Chiang Mai -- The MO Dhara Dhevi: A Balanced Piece of Travel Writing

I've travelled to 55 1/2 countries (the half was Guatamala, where I illegally left the plane and entered the airport only to be turned back by machine-gun toting guards). I've stayed in thousands of hotels, some of them voted the finest in the world. But nothing prepared me for something that is just 15 minutes from my house in Chiang Mai. Right under my rather considerable nose.

I'm talking, no raving, about the Mandarin Oriental Dhara Dhevi. Again.

You see, I've never had a hotel room with its own steam room before. Or its own piano. I couldn't believe it. A piano! I sat down and reeled off a few slightly rusty bars of Beethoven's Minuet in G while the bellhops battled with my baggage in the background. I was later told the owner, Khun Suchet, has a thing about pianos.

So this is no ordinary villa. A two-storey rich wooden affair with decking out the front which leads to a little sala and spa pool. Plug in the iPod speaker, enjoy a glass of wine, while the wind rustles through the terraced rice padi just beyond. Wow!

I lost count of how many bathrooms there were in villa 1025. And telephones. And next to each telephone a lovely little notepad.  Never mind hotels that boast a kettle in every room. This had a kitchen with its own coffee machine, and damn good coffee it was too. And a dozen flavours of herbal tea from the Siam highlands.

One of the bathrooms upstairs -- I think there was more than one, I'm not sure -- featured a circular jacuzzi bath that was clearly designed for end-of-football-season trips ... you could fit the whole cheer squad in there. If you wanted. Somehow it's perfect with just two.

But I do have a complaint. The white towels were so large and fluffy I could barely close my suitcase. (Er, if anyone from the hotel is reading this, that's just a joke. Jing jing! )

Little touches seal the deal. Like the blackout curtains in the bedroom. I am the world's lightest sleeper, and the littlest peek of daylight at the crack of dawn will awaken me. So I was amazed to look at the bedside clock and see 8:30 on the clock. It was pitch black. Maybe it was 8:30pm then??? No. The curtains kept all the daylight safely outside.
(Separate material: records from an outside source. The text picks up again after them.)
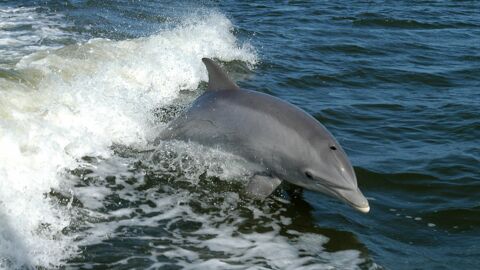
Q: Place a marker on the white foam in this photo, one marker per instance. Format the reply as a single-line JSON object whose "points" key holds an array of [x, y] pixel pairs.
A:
{"points": [[79, 101]]}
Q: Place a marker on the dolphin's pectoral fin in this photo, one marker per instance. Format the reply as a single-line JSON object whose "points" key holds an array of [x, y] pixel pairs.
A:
{"points": [[217, 78], [261, 186]]}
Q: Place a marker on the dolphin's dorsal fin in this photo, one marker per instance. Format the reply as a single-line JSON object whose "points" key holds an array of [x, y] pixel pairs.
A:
{"points": [[217, 78]]}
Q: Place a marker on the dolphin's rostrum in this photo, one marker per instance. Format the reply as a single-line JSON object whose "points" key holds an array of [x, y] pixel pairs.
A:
{"points": [[284, 141]]}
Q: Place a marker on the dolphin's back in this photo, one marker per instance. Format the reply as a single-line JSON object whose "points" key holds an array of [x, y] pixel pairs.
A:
{"points": [[249, 124]]}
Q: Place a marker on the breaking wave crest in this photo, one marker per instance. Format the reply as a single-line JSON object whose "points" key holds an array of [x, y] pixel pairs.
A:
{"points": [[59, 106]]}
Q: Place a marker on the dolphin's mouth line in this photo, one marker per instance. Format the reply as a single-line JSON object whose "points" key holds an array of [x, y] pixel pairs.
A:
{"points": [[333, 190]]}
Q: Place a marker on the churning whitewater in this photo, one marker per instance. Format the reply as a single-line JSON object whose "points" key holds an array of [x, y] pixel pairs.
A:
{"points": [[59, 105], [80, 183]]}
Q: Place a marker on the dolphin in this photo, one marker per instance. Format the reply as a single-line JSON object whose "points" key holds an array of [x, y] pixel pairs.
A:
{"points": [[285, 142]]}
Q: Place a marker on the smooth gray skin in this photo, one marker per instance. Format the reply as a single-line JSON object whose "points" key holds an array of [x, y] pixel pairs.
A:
{"points": [[286, 142]]}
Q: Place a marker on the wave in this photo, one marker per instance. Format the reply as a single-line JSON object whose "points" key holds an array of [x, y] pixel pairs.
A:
{"points": [[61, 105]]}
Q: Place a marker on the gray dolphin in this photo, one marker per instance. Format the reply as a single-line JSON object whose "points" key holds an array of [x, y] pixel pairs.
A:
{"points": [[285, 142]]}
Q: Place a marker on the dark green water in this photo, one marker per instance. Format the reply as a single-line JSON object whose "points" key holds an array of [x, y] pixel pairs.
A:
{"points": [[396, 82]]}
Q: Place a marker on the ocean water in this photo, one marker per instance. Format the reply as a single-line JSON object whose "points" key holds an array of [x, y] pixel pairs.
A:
{"points": [[85, 86]]}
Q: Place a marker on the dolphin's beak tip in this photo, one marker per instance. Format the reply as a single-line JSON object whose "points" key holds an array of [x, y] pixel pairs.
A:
{"points": [[364, 210]]}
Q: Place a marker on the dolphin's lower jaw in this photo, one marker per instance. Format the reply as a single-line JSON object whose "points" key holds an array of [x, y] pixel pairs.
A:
{"points": [[352, 197]]}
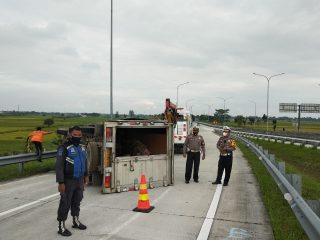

I am told the hotel has around 400 staff looking after its 123 units. That's a massive ratio by anyone's standards. And when we ordered a club sandwich from room service, half the kitchen arrived in a golf buggy. Or maybe it was a fleet of golf buggies. And Jamie Oliver. What I do remember with certainty was there were twice as many people setting up this sandwich than had helped us with our luggage.

Yet for all of that, it felt so homely.  Sunk so deep in the sofa watching a DVD. Pit-pat of large rain drops outside. I did the honourable thing and requested a late check-out. After consulting the reservations book, a slight extension was kindly granted.

I told the hotel's Sales and Marketing Director that I was afraid I might embarrass myself and  compromise my journalistic integrity (oh, hush down the back there) by gushing so openly about this experience.

So to balance up this story, and regain my journalistic credibility,  I'm going to end with a gripe. Not just a petty nitpick, but a genuine gripe. Someone told me some of the villas and penthouses have grand pianos in them. Yes, grand pianos, dear readers. And there I was stuck with an ordinary everyday run-of-the-mill upright piano ...

You see the hardships I have to endure to bring you these stories? That's just shabby treatment.